Erik Mork of SilverBayLabs.org has a couple of great really simple intro videos. These were great for introducing the basic components – the shell, models, viewmodels and how they relate.

Channel9.com has a 4 part series with Bob Brumfield and Erwin van der Valk from patterns and practices showing to build a modular application using Prism.
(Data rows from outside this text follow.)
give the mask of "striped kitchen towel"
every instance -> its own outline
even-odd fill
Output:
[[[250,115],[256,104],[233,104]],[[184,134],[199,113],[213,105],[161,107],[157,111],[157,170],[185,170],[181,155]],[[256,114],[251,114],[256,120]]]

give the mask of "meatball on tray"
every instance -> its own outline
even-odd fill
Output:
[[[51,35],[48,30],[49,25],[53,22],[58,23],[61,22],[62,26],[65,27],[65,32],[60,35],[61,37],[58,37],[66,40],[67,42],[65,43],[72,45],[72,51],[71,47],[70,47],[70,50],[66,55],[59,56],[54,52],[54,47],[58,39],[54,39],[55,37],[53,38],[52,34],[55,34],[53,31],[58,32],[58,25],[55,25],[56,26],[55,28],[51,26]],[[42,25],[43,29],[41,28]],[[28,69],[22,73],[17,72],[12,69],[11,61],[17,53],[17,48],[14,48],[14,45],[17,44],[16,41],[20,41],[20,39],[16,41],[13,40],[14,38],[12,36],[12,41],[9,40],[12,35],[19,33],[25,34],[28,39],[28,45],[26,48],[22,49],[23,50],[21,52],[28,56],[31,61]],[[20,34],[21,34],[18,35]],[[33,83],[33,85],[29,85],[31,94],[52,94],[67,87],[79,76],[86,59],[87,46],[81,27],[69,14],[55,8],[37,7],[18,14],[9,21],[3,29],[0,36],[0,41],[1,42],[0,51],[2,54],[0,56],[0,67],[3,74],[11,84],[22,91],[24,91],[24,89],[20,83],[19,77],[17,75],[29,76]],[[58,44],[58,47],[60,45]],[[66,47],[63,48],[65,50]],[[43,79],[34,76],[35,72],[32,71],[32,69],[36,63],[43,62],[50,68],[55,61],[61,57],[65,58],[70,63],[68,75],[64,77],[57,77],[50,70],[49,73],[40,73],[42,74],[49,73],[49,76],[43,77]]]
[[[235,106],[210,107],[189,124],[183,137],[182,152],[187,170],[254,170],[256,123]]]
At this point I’ve managed to get my app’s structure laid out, I’ve got login capabilities which correctly add cookies which allow access to secured services, and I’ve got a few rough modules and a rough means to transition between them. Learning Silveright, XAML, Expression Blend, MVVM, Unity, and Prism all at once made for a pretty harsh learning curve, but I’m past the roughest parts. In some cases I’ve departed from MVVM due to some limitations on databinding (twoway data binding to a PasswordBox is apparently verboten), and I have a little “goop” in my View code-behinds, but I think these are corner cases, and the “main” modules (the ones with the business logic) should be MVVM.

When I get some time, I plan on posting some notes and sample code for things which were difficult to understand, or implement.

Comments (1)

I’ve looked at the first two in this video series and I find them to be helpful so far.

SlickThought.net: http://www.slickthought.net/category/WPF-Composite-App.aspx

In fact I find these to be short, digestible, and at the right level of detail. They also combine good use of code and diagrams/slides.

“Learning Silveright, XAML, Expression Blend, MVVM, Unity, and Prism all at once made for a pretty harsh learning curve…”

I am sort of in the same boat as you on that…and I agree it’s alot all at once.